Dominik@Holzinger-Group

May,19, 2015 Seminar Talks Machine Learning

Title: Towards Personalization of Diabetes Therapy Using Computerized Decision Support and Machine Learning

Lecturer: Klaus DONSA <expertise> and Stephan SPAT <expertise>

Abstract: Diabetes mellitus (DM) is a growing global disease which highly affects the individual patient and represents a global health burden with financial impact on national health care systems. The therapeutic options include lifestyle changes such as change of diet and an increase of physical activity, but also administration of oral or injectable antidiabetic drugs. The diabetes therapy, especially with insulin, is complex. Therapy decisions include various medical and life-style related information. Computerized decision support systems (CDSS) aim to improve the treatment process in patient´s self-management but also in institutional care. Therefore, the personalization of the patient´s diabetes treatment is possible at different levels and is also facilitated by using new therapy aids like food and activity recognition systems, lifestyle support tools and pattern recognition for insulin therapy optimization. In this talk we discuss the role of machine learning in this context. Furthermore we provide insights in different strategies to personalize diabetes therapy and how CDSS can support the therapy process. During our work we found open problems and challenges for the personalization of diabetes therapy. In a final discussion we will address these open problems with focus on decision support systems and especially machine learning technology.

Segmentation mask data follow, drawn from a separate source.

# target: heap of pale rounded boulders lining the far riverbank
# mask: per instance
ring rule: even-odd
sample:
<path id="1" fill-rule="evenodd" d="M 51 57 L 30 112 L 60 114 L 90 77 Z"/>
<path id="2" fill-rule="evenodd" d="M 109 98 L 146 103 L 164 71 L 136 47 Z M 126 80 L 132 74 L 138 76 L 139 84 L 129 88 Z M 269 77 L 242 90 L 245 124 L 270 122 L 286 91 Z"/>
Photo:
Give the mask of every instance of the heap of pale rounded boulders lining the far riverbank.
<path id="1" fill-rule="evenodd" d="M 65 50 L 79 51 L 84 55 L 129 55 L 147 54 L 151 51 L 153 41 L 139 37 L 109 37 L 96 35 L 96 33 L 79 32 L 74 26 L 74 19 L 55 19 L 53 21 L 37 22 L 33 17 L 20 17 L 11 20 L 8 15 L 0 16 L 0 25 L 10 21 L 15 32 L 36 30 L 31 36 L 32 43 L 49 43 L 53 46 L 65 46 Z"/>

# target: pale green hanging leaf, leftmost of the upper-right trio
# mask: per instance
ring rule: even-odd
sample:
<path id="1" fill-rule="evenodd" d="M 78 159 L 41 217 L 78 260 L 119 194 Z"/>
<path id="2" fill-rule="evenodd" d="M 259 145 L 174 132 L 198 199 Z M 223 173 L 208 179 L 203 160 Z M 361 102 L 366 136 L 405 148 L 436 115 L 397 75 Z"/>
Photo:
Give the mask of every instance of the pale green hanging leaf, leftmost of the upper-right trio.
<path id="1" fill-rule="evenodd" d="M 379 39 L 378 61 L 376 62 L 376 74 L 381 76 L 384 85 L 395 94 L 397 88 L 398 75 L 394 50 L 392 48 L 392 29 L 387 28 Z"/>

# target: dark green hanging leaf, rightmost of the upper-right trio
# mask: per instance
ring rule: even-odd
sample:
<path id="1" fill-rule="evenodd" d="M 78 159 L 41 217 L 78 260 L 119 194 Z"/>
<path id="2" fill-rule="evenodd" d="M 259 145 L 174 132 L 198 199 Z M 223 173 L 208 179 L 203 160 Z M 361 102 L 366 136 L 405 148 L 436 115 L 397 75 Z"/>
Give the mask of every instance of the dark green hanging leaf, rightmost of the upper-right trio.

Apr, 14, 2015 Seminar Talks Deep Learning

Title:  Using Deep Learning for Discovering Knowledge from Images: Pitfalls and Best Practices

Lecturer: Marcus BLOICE <expertise>

Abstract: Neural networks have been shown to be adept at image analysis and image classification. Deep layered neural networks especially so. However, deep learning requires two things in order to work proficiently: large amounts of data and lots of processing power. In this talk both aspects are covered, allowing you to maximise the potential of deep learning. Firstly, we will learn how the computational power of GPUs can be used to speed up learning by orders of magnitude, making it possible to learn from very large datasets on commodity hardware. Thanks to software such as Theano, Caffe, and Pylearn2, the GPU can be leveraged without needing to be an expert in parallel programming. This talk will discuss how. Secondly, data preprocessing, data augmentation, and artificial data generation are discussed. These methods allow you to ensure you are making the most of the data you possess, by expanding your dataset and preparing your data properly before analysis. This means discussing best practices in data preparation, using methods such as histogram equalisation, contrast stretching or normalisation, and discussing artificial data generation in detail. The tools you require to do so are described, using multi-platform software that is freely available. Finally, the talk will touch on hyper-parameters and the best practices and pitfalls of hyper-parameter choice when training deep neural networks.

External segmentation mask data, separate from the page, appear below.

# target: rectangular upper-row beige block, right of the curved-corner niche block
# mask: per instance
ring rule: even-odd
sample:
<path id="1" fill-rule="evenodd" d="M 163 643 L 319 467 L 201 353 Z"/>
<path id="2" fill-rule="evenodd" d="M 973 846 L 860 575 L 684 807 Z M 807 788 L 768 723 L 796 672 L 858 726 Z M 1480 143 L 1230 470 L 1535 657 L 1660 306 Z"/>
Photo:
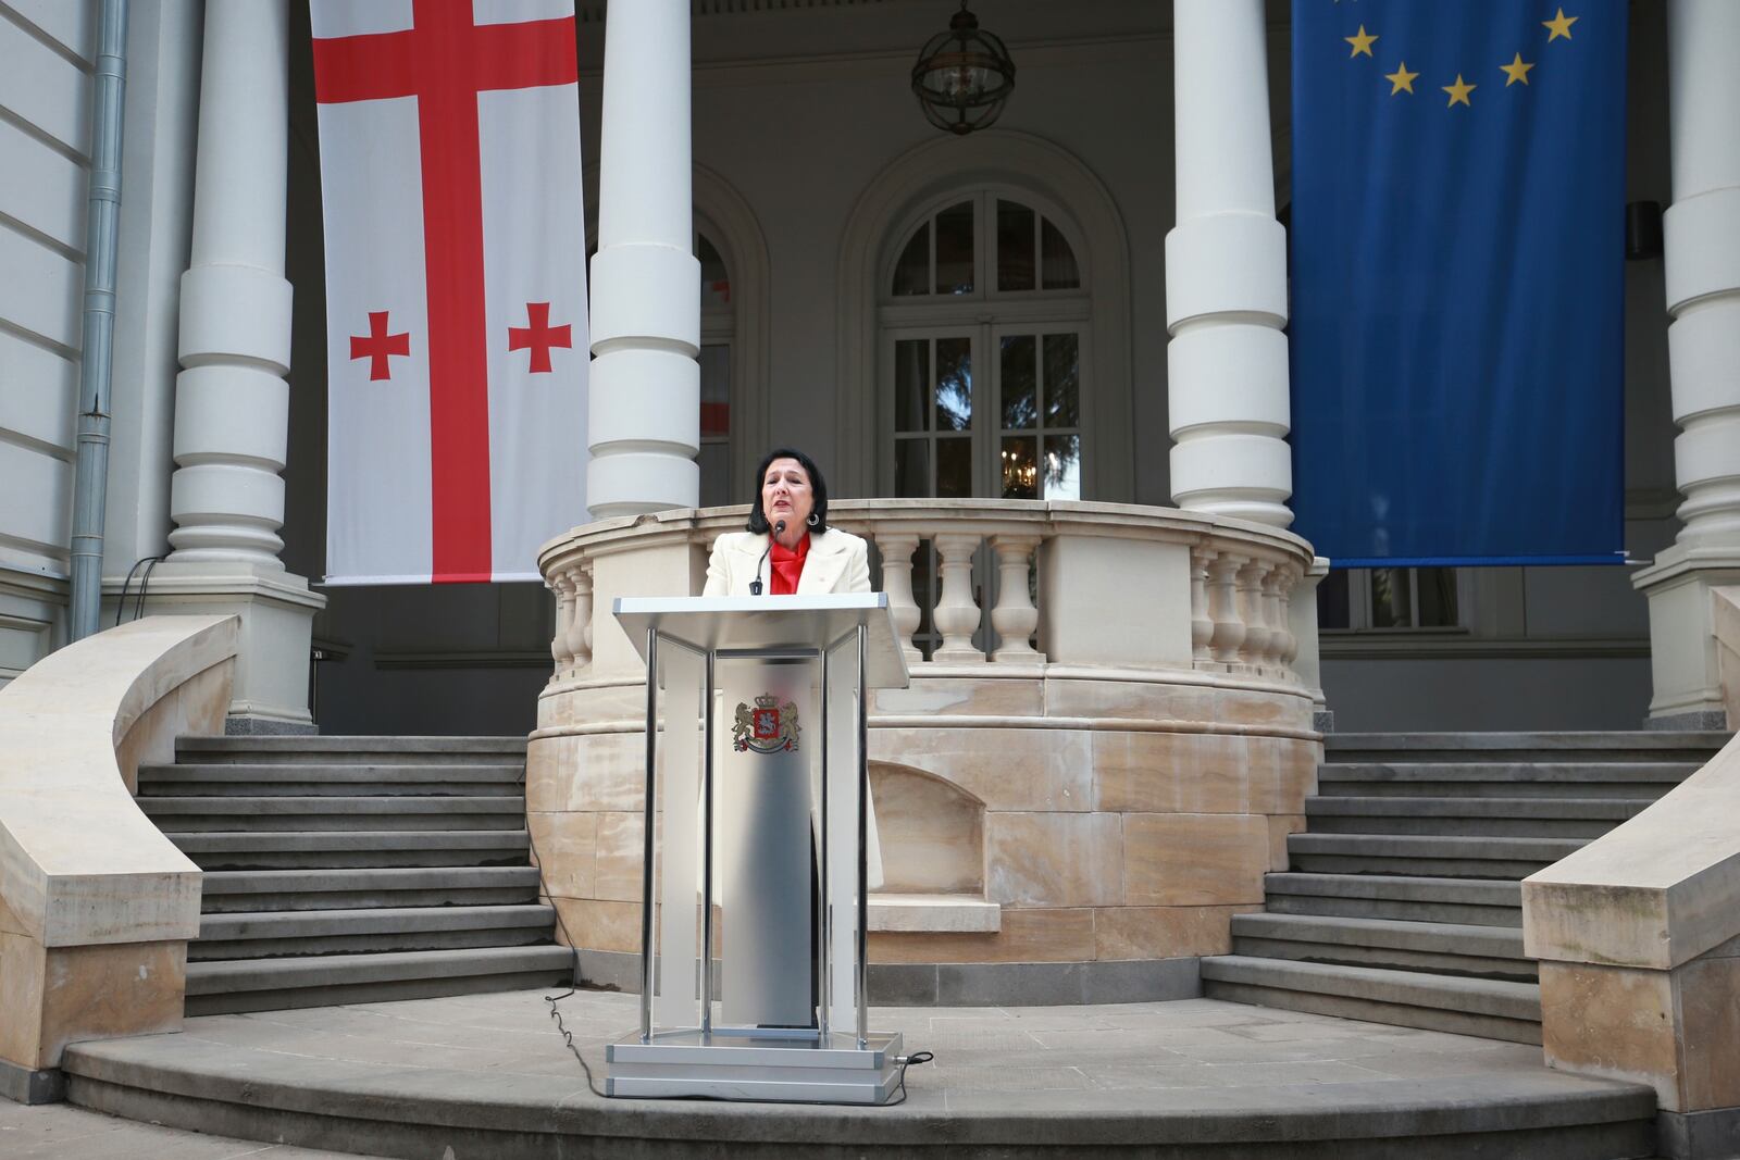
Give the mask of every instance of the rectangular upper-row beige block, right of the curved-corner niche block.
<path id="1" fill-rule="evenodd" d="M 1251 746 L 1239 734 L 1096 732 L 1098 805 L 1108 812 L 1248 814 Z"/>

Title: Pitfalls for applying Machine Learning in HCI-KDD: Things to be aware of and how to avoid them

Lecturer: Christof STOCKER <expertise>

Abstract: When dealing with big and unstructured data sets, we often try to be creative and to experiment with a number of different approaches for the purpose of knowledge discovery. This can lead to new insights and even spark novel ideas. However, ignorant application of algorithms to unknown data is dangerous and can lead to false conclusions – with high statistical significance. In finite data sets, structure can emerge from sheer randomness. Furthermore, hidden variables can lead to significant correlations that in turn might result in wrong conclusions. Beyond this, data science as a discipline has developed into a complex area in which mistakes can occur with ease and even lead experienced scientists astray. In this talk we will investigate these pitfalls together on simple examples and discuss how we can address these concerns with manageable effort.